Durante un discurso con motivo del vigésimo aniversario de la victoria de 2006, Qassem instó al gobierno a rectificar y retractarse de este humillante error que debilita la soberanía libanesa y genera serios interrogantes sobre sus acciones y los compromisos asumidos.
La máxima instancia de la Resistencia libanesa enfatizó que no aceptarán violaciones a la soberanía, la continuidad de "Israel" ni que la tutela estadounidense decida saquear al país.
Asimismo, contrapuso las gestiones actuales al recordar que el documento de entendimiento de Islamabad, impuesto por Irán a EE. UU., fue el que frenó la agresión sionista, la obligó a la desescalada y permitió el regreso de la población a sus hogares.
Críticas a las autoridades libanesas y rechazo al diktat de EE. UU.El líder de Hizbullah puntualizó que uno de los resultados de la batalla de "Los Decididos" fue el acuerdo alcanzado el 27 de noviembre de 2024, el cual sigue vigente y constituye el marco operativo de la resistencia.
Denunció que las autoridades en Beirut "solo vieron las armas de la resistencia y comenzaron a atacarla en lugar de enfrentar al enemigo israelí".
Recordó además que el pasado 2 de marzo la Resistencia respondió al asesinato del líder de la Revolución y la República Islámica, Sayyed Ali Khamenei, canalizando el dolor acumulado tras 15 meses de agresión para impedir que el enemigo lograra sus objetivos.
En ese sentido advirtió que que "quienes apuestan por la rendición apuestan por un espejismo", reiterando que no aceptarán decisiones que conduzcan al colapso.
Calificó el "acuerdo marco" impulsado por la administración libanesa como un dictado redactado con tinta israelí y diseñado para complacer a Estados Unidos.
Más adelante en su discurso, Naim Qassem cuestionó los nulos logros tras siete rondas de conversaciones directas, la sumisión de la delegación gubernamental en Washington y la aceptación de la humillación del ejército libanés expuesto a bombardeos bajo el pretexto de las denominadas "zonas piloto".
Al respecto, cuestionó: "¿Qué es esa tontería que llaman zonas piloto?

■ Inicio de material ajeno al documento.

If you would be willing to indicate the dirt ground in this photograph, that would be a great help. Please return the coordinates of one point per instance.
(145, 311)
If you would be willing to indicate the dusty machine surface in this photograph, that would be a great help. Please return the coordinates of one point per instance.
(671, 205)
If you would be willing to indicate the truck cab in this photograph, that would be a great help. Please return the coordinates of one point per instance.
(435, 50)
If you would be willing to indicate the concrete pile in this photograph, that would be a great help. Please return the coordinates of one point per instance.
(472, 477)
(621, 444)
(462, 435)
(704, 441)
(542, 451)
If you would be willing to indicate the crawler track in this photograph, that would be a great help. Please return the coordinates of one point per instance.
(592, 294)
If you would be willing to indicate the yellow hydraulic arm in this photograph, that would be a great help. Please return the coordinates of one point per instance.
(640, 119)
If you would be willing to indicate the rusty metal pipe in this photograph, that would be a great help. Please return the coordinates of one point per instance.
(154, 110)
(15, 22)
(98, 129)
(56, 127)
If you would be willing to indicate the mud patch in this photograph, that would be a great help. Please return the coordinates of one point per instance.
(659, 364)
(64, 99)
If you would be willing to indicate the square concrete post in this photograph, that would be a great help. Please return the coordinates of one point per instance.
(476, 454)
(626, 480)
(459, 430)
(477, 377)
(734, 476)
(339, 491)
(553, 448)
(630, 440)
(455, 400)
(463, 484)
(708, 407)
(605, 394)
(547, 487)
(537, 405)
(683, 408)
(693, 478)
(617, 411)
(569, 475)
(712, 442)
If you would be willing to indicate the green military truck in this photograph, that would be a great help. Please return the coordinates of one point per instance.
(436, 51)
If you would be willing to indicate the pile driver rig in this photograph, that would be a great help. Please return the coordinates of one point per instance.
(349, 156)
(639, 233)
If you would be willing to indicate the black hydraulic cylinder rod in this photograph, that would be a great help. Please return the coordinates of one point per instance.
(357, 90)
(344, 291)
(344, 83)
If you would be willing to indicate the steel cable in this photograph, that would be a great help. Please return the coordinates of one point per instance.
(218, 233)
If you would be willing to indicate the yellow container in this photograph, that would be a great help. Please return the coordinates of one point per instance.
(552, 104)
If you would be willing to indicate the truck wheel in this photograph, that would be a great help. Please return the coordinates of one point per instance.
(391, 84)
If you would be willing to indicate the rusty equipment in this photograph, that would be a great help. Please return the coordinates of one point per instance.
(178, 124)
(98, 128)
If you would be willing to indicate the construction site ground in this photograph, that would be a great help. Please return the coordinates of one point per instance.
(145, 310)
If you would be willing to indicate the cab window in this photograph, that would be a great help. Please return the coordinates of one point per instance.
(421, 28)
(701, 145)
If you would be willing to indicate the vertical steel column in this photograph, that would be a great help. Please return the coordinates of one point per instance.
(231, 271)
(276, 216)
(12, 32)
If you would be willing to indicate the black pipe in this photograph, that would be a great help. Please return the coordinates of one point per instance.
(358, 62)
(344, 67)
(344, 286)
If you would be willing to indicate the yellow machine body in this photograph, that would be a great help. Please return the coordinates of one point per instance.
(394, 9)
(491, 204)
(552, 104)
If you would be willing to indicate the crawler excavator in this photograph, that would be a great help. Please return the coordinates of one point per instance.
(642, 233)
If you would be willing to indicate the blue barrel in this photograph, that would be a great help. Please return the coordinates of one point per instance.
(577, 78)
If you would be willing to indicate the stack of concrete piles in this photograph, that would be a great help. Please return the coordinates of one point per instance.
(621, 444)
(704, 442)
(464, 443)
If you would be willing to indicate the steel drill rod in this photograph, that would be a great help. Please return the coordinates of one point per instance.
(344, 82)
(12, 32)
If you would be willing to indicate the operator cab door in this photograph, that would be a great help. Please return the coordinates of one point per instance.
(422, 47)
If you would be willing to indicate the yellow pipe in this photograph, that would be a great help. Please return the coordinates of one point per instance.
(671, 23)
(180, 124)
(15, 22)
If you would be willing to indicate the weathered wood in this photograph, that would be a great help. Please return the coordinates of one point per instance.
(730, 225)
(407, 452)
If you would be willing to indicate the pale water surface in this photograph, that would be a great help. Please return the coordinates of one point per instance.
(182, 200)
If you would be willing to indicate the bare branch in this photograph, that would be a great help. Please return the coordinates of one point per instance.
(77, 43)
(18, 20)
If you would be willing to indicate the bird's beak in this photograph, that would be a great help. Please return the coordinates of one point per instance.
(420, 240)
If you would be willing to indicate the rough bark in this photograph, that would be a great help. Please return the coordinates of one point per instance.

No creemos en ninguna de las negociaciones", remarcó.
En esa dirección, exigió emplear todos los recursos del país —resistencia, unidad, capacidad y soberanía— para enfrentar al enemigo.
Compromiso interno y llamado a la resistenciaA pesar del escenario defensivo y de la disparidad en la correlación de fuerzas, el dirigente reafirmó la negativa absoluta a la rendición y ratificó el compromiso con la estabilidad interna del Líbano, responsabilizando directamente al Estado de garantizar refugio, asistencia y reparación de daños a las familias desplazadas.
Qassem garantizó al pueblo libanés que jamás los abandonarán y combatirán hasta la última gota de sangre.
Finalmente, instó a los ciudadanos a guardar la indignación en sus pechos para canalizarla hacia sus objetivos cuando llegue el momento, advirtiendo que quien intente actuar en contra de la Resistencia y de su pueblo deberá asumir las consecuencias.